Yesterday in Chicago, for example, where early voting numbers (more than 350,000) have smashed records set in 2008, hometown favorite Chance the Rapper hosted and headlined a free concert at Petrillo Music Shell in Grant Park called "Parade to the Polls." Concertgoers, led by organizers from Black Youth 100 Project, Chicago Votes and other groups, then marched with CTR to the nearest available early voting location, Cook County's early voting supercenter at 15 West Washington Street, where the line to get in the door spanned nearly two full city blocks.

Much better than hand-wringing.

Sunday, December 6, 2015

Whitenizing Chicago


The out-migration of African-Americans from the largest U.S. cities continues unabated, changing the face of urban politics, culture and education.

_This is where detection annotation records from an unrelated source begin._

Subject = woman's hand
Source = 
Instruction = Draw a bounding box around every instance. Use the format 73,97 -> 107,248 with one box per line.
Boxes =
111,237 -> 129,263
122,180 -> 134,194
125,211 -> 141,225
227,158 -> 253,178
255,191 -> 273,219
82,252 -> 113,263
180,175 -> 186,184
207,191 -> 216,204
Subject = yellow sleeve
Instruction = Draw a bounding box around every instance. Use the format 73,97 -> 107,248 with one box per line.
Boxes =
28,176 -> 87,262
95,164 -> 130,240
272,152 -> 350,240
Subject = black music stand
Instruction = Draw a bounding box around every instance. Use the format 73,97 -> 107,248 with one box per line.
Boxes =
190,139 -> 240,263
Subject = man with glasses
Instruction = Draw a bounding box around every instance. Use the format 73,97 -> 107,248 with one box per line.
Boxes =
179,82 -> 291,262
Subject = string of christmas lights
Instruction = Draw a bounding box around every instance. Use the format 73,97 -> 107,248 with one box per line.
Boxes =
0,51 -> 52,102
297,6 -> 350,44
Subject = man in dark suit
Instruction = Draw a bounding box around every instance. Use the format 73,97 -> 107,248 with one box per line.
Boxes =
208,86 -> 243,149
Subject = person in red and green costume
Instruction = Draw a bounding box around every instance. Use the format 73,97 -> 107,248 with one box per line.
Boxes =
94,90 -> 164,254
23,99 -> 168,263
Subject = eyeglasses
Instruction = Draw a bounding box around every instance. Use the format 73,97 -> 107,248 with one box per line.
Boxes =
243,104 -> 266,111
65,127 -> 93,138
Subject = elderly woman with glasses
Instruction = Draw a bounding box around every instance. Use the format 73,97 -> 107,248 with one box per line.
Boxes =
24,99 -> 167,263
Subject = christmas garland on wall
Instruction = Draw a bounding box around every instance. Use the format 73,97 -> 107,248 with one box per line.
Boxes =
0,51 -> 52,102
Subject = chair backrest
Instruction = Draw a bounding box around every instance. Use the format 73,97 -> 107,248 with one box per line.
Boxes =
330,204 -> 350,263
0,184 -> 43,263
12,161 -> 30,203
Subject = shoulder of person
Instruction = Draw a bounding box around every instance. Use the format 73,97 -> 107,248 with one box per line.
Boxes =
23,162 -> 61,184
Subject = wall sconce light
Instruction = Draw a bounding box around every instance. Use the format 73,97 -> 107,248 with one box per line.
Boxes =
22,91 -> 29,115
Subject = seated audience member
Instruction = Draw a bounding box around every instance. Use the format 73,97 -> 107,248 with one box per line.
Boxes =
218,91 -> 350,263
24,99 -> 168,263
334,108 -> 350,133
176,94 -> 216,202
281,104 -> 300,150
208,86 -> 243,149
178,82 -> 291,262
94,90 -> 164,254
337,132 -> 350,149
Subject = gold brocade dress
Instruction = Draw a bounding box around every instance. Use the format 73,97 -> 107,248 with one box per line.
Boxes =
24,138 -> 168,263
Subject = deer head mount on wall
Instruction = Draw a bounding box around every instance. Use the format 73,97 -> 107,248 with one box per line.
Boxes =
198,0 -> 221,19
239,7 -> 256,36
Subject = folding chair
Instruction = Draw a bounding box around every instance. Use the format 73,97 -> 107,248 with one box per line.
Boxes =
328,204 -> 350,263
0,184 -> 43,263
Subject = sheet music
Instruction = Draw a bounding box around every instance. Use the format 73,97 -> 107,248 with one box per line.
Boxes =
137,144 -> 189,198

Greg Hinz at Crain's reports that the Chicago area is on track to become mostly people of color by 2020, a historic shift with major cultural, economic and political impact. But in Chicago proper, gentrification has created a different story -- whitenization.
The shift is almost entirely concentrated in the suburbs, with, for instance, roughly one in three residents of Will, DuPage and Lake Counties now from minority groups, up from one (or fewer) in four in 2010. In suburban Cook County, the minority share of the total population has gone from 33 percent in 2010 to 45 percent.
But the story in the city is different.
In Chicago proper, where large numbers of high-income whites appear to have moved to the booming central business district, the white share of the population rose from 31 percent in 2002 to 32 percent in 2005-09, holding at that figure in 2010-14. The African-American share continued to drop, moving from an estimated 33.8 percent rolling average in 2005-2009 to 31.5 percent in 2010-14, with the Latino share rising from 27.4 percent to 28.9 percent, and the Asian share from 4.9 percent to 5.7 percent.
The current population growth in the entire Chicago metropolitan area is being fueled almost entirely by the influx of Latinos and Asians. The white wealthy and middle-class newcomers to city are mostly younger people without families. That brings with it a declining public school population.

In the city itself, skyrocketing costs of living combined with the loss of living-wage jobs, public housing and neighborhood schools, cuts in infrastructure, social services and fear of gun violence have made life too difficult and unstable for thousands of poor and black families.

The story of urban America is indeed becoming a tale of two cities.